Chapter 16
Chapter
Sixteen
The vampires probably somewhere in the woods are determined to erase us from existence.
Tree limbs close in around us and blot out the night on this stretch of road. As long as we’re heading in the opposite direction of the Vanishing Mile—
Grayson breathes heavy, his chest rising and falling erratically.
My hand smooths across his forehead and stays there, electricity pulsing where our skin meets. “Grayson, come on. You’re safe now. You have to come back to me.”
Please don’t let me hurt anyone anymore.
He’s in this state because of me.
I cup his face in my hands and angle him like it will make a difference, helping him breathe easier. I brush his hair back and my heart breaks again when he doesn’t lean into my touch.
“This is bad,” Colt murmurs.
“It’s going to be fine.” Even Lacey’s assurances fall flat. She doesn’t believe a word she’s saying.
“We have more moon-mad wolves to deal with, and now the vampires who own the circus have our scent. What part of this is going to be fine?”
“I stole the shaman’s journal.”
Colt is silent a beat, then says, “How do we know the cure is in there? She might have been jotting down notes on making homemade cat treats for the white beast of hers.”
He shivers like he’s remembering the brush of the cat’s tail snaking around his calves.
“Say the cure is in there. Great. What then?

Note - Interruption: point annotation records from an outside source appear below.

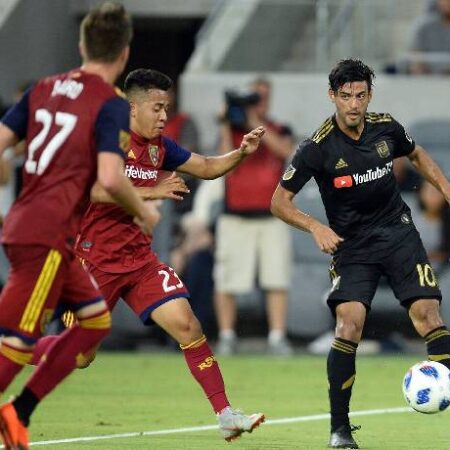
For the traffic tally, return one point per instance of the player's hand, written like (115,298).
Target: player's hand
(326,239)
(172,187)
(250,141)
(150,218)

Both sides are closing in on us.” Colt stops, swallowing audibly. “And Grayson is—”
My head snaps up. “What about him?”
“You didn’t see him back there. You didn’t see what this is doing to him.”
Colt’s voice drops and I shiver. “He’s fine. We’ve got the suppression potion and now we’ve got the journal. We’ll be able to find a cure in time.”

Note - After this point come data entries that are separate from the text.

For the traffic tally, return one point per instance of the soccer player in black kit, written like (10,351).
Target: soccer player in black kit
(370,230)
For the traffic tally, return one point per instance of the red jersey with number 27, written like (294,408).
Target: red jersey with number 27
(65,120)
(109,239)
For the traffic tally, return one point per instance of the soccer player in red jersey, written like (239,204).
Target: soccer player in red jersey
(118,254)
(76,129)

Colt won’t respond but he lifts his head, peering at me in the rearview mirror. His silence speaks volumes. The words I’m terrified to hear.
It’s too late.
Whatever this last change triggered, there’s no coming back from it, there’s no saving either one of us. No matter what desperate final measures we’re prepared to take.
My forearm throbs and when I pull my hands away from Grayson’s face, I’ve left twin crimson handprints on his skin from holding him so tightly.

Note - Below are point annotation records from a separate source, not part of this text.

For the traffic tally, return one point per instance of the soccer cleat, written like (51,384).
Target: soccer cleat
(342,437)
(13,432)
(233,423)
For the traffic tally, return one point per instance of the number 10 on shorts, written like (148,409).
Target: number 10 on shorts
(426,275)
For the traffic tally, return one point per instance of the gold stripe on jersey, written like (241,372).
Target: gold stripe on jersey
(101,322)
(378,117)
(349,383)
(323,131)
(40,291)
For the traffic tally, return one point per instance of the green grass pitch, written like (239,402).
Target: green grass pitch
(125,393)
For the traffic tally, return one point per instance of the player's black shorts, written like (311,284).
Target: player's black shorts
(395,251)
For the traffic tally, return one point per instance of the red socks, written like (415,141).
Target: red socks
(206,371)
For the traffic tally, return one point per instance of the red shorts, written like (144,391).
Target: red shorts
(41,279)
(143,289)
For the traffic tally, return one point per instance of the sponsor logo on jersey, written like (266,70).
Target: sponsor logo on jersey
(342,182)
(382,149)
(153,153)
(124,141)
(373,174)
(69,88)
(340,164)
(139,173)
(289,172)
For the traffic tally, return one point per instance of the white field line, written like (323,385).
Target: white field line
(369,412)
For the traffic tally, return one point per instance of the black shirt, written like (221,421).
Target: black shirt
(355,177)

I force myself to sit up, to keep him close when he starts to shiver.
Whatever power in this godawful world brought us together, I want to hope it did so for a reason. Not just to give me a taste of tenderness, a tease of what life could be, then to yank it away.
What will I do if I lose him?
The thought is a spear of ice straight into my chest.
I pinch my eyes closed. It won’t come to that.
Suddenly Grayson jerks on my lap.
I glance down as his eyes pop open, the pupils narrowing into slits and his lips peeling up in a snarl. Any resolve I’d bolstered by sheer willpower disappears.
“Grayson?”
A curse falls dead on my lips when his spine arches, his body bucking and fur sprouting along his arms once more. Panic cuts sharp and painful between my ribs but my yell dissolves in his roar.
“Don’t!” someone yells.
The shift takes Grayson, but he’s not there, no hint of humanity left inside him. There’s only the wild animal now, trapped in the car with us and growing larger by the second. Limbs scrabble, claws digging into the seat, into my skin.
I shrink and curl myself into as small a ball as possible to protect my head. Grayson isn’t done. His body swells, muscles bulging, the wolf taking over and skin and fur flaking off him. Saliva drips and someone shouts.
My center of gravity lifts when the car swerves off the road. Tires bounce along the gravel-and-dirt incline into the short gulley separating asphalt from forest.
The bitter tang of blood fills the inside of the car. It coats my mouth and tongue, bile rising. We go up on two tires and the car shudders, spinning, metal grinding.
Then crunching.
We smash to a halt against the trunk of a tree, jolted forward from impact. Grayson scrambles into the front seat, his rear claws digging in for purchase. One claw catches my thigh and jams against bone, sending my heart into my throat.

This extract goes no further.